紂王は刑罰による威嚇効果を最大限に高める過酷な刑罰をいくつも発明している。その中のいくつかは後の時代にも承継された。

醢刑

殷の時代に三公と呼ばれる重職があった。『礼記』などによると三公とは司馬、司徒、司空を意味する。

紂王の時代には西伯昌、九侯、鄂侯が三公の地位に就いていた。

九侯には美しい娘がいた。評判を聞きつけた紂王はその娘を妾にしたが、その娘は淫蕩を好まなかった。紂王は腹を立てて娘を殺し父親である九侯を醢刑に処した。

九侯有好女、入之紂。九侯女不喜淫、紂怒、殺之而醢九侯。
司馬遷『史記・殷本紀』

醢刑[hǎi xíng] は紂王が発明した刑罰のひとつとされている。

これは受刑者を殺した後に肉を削ぎ落して塩漬けにする刑だと言われている。

当時の中国では動物の肉を同じ方法で保存していた。そうした食べ物を一般的に「肉醤」と呼ぶため、中国では醢刑は人間の肉醤を作る刑だと説明されることがある。

肉醤は日本語で「しおから」と訳されることが多い。だから日本では醢刑は人間をしおからにする刑だと説明されることもある。

刑の執行方法

受刑者を殺してから塩漬けにしたのではなくて、生きたまま肉を削いで塩漬けにしたと考える人もいる。しかしこれよりもさらに残酷な解釈も存在する。

受刑者を生きたまま巨大な石臼に放り込み、棒で叩き潰して肉醤にしたというのだ。

醢という文字は塩漬けにした食品一般を意味する字であった。獣肉を醢にするときには肉の塊を塩漬けにするのが一般的である。しかしカニの醢を作るときなどは、カニを石臼に入れて叩き潰したものに塩を加える。

醢の作り方から考えれば、受刑者を生きたまま石臼で潰すという方法が採用されていた可能性も少なくはないのだ。

いや、より残酷で威嚇力が強い方法を採用するのが紂王である。生きたまま叩き潰され塩漬けにされた可能性のほうが高いというべきだろう。

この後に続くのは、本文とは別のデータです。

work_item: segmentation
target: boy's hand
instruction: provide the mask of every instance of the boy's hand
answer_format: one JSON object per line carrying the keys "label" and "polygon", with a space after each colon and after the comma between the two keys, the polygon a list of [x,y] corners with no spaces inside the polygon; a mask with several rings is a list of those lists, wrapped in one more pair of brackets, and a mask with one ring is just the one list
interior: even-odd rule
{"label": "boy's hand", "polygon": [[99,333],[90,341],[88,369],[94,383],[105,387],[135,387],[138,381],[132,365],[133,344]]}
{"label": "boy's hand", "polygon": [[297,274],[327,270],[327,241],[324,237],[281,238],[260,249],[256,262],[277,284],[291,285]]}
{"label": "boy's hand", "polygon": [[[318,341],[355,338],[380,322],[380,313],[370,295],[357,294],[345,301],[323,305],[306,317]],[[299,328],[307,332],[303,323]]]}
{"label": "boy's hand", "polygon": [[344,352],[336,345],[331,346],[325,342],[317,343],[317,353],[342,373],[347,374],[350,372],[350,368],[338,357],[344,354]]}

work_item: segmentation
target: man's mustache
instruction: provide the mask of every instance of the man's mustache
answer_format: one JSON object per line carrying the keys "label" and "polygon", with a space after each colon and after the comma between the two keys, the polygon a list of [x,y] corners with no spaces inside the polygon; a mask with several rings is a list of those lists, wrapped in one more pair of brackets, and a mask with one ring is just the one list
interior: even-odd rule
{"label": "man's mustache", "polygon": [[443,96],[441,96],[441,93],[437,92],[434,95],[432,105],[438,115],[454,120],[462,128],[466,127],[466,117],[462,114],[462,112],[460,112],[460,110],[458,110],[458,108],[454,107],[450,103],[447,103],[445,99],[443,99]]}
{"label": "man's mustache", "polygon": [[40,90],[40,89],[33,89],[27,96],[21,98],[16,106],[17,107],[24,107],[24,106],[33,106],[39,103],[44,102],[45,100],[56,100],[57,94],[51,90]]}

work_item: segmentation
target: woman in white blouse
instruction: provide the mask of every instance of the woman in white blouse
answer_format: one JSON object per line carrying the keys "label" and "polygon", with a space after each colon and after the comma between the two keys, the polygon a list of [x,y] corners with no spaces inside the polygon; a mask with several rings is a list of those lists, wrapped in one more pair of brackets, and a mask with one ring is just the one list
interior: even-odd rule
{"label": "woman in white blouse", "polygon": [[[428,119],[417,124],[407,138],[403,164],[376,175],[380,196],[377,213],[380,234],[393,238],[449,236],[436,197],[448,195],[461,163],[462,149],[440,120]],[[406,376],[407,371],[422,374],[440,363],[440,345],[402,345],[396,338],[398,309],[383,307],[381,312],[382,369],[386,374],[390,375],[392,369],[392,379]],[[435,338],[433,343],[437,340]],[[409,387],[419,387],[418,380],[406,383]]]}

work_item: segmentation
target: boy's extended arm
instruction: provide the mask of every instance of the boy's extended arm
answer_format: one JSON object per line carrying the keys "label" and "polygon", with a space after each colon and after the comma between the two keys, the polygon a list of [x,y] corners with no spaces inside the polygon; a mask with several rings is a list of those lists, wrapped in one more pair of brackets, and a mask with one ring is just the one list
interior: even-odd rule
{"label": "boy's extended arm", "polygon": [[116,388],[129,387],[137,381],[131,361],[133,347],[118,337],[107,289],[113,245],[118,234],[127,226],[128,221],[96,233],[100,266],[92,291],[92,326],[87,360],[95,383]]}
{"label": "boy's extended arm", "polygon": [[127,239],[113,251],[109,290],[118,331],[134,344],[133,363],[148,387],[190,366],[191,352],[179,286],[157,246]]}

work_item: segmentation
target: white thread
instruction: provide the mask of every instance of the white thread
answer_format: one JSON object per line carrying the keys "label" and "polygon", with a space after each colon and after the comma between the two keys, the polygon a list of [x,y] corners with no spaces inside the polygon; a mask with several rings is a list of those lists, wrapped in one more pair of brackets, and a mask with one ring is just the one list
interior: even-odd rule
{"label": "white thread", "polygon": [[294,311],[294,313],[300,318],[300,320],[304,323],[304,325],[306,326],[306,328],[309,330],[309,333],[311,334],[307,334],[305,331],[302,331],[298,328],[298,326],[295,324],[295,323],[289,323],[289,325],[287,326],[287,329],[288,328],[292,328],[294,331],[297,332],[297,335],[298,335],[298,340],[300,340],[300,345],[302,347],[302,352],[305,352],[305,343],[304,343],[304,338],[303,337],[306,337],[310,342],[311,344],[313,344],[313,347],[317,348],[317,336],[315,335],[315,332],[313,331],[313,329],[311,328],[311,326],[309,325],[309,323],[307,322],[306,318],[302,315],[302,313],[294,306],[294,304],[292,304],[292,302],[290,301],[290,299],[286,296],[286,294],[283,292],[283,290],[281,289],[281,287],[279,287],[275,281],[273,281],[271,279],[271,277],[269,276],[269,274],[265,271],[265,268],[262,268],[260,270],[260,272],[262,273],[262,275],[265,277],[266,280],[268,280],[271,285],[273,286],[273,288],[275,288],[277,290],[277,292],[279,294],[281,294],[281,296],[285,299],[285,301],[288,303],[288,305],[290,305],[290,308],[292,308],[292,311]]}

人間を肉醤にしたと聞くと、その後に誰かが食べたのではないかと疑いたくなる。

しかし一般的に言えば醢刑に処せられた「人のしおから」は食用にされたわけではないようだ。それよりも「食べ物にされてしまう」という恐怖心を煽ることが目的だったと言われている。

醢刑に処せられたのは九侯だけではない。

最も有名なのは孔子の弟子の子路(B.C.543年からB.C.481年)であろう。

衛の国に仕えていた子路は反乱軍に醢刑に処せられたのだ。この話を聞いた孔子は保存していた食用の醢を全て捨て去ったと言われている。

脯刑

紂王は三公のうちの九侯を醢刑に処したが、同じく三公のうちの鄂侯は紂王を批判したために脯刑に処せられている。

脯刑[fǔ xíng]は醢刑と似た意味合いをもつ刑である。

脯は「干し肉」を意味する字であり、現在の中国でもジャーキーを表す牛脯、鹿脯などという字がよく使われる。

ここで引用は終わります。